Staniszewski bez punktów na torze w Nyriad
Zbigniew Staniszewski jadący Fordem Fiesta RX nie ukończył siódmej eliminacji mistrzostw Europy strefy centralnej rallycross, która odbyła się na węgierskim torze w Nyriad. Olsztyński kierowca mimo to pozostał liderem klasyfikacji generalnej.
Zgodnie z przewidywaniami, zawody były bardzo zacięte i cechowały się dużą agresywnością ze strony lokalnych kierowców. Po biegach kwalifikacyjnych Staniszewski zajmował piąte miejsce i do półfinału przystępował z dużym apetytem na poprawę wyniku. Niestety plan olsztyńskiego kierowcy prysł już w pierwszym zakręcie tego biegu.

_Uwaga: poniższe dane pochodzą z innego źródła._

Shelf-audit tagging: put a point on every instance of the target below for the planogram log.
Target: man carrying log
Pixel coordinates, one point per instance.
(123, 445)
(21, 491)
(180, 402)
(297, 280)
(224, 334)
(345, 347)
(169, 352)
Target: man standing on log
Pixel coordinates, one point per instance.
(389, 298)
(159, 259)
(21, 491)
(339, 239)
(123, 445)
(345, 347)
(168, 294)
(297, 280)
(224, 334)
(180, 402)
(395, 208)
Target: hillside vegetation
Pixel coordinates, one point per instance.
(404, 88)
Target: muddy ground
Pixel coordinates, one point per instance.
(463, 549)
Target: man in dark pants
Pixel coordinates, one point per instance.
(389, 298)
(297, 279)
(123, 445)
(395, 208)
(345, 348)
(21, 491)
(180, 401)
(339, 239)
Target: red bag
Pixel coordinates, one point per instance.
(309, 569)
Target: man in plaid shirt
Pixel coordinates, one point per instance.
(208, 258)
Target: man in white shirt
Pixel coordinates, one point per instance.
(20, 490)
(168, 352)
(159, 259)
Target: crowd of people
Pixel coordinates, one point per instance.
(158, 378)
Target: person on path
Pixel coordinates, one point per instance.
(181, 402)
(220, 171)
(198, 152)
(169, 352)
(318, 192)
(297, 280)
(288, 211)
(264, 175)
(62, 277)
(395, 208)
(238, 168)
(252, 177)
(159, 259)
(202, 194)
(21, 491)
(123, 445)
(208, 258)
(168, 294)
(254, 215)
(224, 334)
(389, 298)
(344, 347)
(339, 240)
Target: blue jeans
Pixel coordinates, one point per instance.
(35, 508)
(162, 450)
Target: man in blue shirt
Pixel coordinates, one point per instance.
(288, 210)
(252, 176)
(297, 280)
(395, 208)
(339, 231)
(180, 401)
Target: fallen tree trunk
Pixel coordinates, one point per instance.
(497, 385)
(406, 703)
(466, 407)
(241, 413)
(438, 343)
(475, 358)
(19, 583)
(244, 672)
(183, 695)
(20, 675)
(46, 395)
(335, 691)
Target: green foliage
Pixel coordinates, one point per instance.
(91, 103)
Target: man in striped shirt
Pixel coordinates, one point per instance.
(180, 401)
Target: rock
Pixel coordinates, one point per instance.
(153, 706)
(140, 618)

Na prostej startowej węgierski zawodnik zepchnął mnie na betonową bandę. Wyłamało mi przednie lewe koło, półoś, a skrzynia biegów przesunęła się odrobinę razem z silnikiem. Stanąłem w poprzek i nie mogłem dalej jechać
– skomentował Zbigniew Staniszewski.
Olsztyński kierowca przed zawodami miał przewagę nad rywalami w eliminacjach mistrzostw Europy. Dlatego mimo że nie ukończył zawodów, pozostał na czele klasyfikacji.
Finał FIA CEZ rallycross Nyriad.
1. Tamas Karai – Audi S1 SC – 3:52,544
2. Mate Benyo – Peugeot 208 SC – 3:53,068
3. Attila Mozer – Ford Fiesta SC – 3:59,870
FIA CEZ rallycross supercars po 7 rundach
1. Zbigniew Staniszewski (Polska) – 121 pkt.
2. Alois Holler (Austria) – 87 pkt.
3. Ales Fucik (Czechy) oraz Michał Peterlajtner (Polska) – po 42 pkt.